Dick only had one piece of furniture in the loft---a queen-sized bed, and Jason was taking up
at least two-thirds of it.

"Good grief, Jay," Dick said, returning to bed with the pizza. The poor delivery girl had been
perplexed---but not unappreciative---over him answering the door in a pair of Batman boxers
and a domino mask. "Have you gotten bigger this year?"

"Maybe," he said, looking unreasonably smug. He folded his arms behind his head, rolling
his hips up in an inviting thrust. "Wanna come over here and find out?"

"I thought we agreed that you were done growing, Little Wing," he chastised, opening the
cardboard box and inhaling the cheesy goodness. He'd worked up an appetite.

"I can't help that I'm a big boy," Jason said, batting his lashes and grabbing a slice of pizza.

Dick took him in with an appreciative hum.
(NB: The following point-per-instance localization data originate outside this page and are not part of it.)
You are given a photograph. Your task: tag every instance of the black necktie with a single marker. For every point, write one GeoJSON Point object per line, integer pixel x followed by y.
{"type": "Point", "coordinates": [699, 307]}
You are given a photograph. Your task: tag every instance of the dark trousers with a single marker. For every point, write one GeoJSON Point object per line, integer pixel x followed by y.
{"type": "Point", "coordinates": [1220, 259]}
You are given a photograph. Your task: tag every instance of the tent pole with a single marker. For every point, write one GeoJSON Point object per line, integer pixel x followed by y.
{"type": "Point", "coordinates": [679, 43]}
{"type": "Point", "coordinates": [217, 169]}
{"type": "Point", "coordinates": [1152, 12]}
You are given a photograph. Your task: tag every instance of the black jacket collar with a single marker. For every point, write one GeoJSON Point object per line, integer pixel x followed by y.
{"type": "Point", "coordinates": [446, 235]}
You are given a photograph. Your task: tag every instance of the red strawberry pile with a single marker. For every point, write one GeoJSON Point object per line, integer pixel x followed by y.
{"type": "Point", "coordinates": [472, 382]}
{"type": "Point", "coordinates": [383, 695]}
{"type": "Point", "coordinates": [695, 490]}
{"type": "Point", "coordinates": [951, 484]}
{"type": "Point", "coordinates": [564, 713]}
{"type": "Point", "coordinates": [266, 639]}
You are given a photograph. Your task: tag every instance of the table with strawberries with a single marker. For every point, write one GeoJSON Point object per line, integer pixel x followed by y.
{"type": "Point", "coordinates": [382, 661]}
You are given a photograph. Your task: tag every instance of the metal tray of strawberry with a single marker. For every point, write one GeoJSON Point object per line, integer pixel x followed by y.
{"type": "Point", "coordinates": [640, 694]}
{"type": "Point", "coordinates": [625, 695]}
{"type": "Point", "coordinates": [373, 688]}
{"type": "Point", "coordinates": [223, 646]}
Yes, Jason had gotten a little bit bigger and
broader. He had more hair on his chest. He'd left the last remnants of boyhood behind him.

"I'm not letting you leave again," Dick told him, brushing his hair out of his eyes with greasy
fingertips. Jason looked amused and exasperated by the fond touch, but he put up with it.
"You know that, right?"
"I think I'll do whatever the hell I want to do," Jason said, his mouth full of pepperoni. He
chewed, then swallowed. "But I, uh. Don't have a place in town yet, so. Figure I'll crash here
for a while."

Dick just grinned, snagging another piece before Jason could mow through most of the pizza
himself. The important things hadn't changed.

"Sure thing, Jaybird."

It didn't matter that the loft didn't have heat or electricity yet. With a warm body beside him,
the new nest didn't seem nearly as empty as it'd been.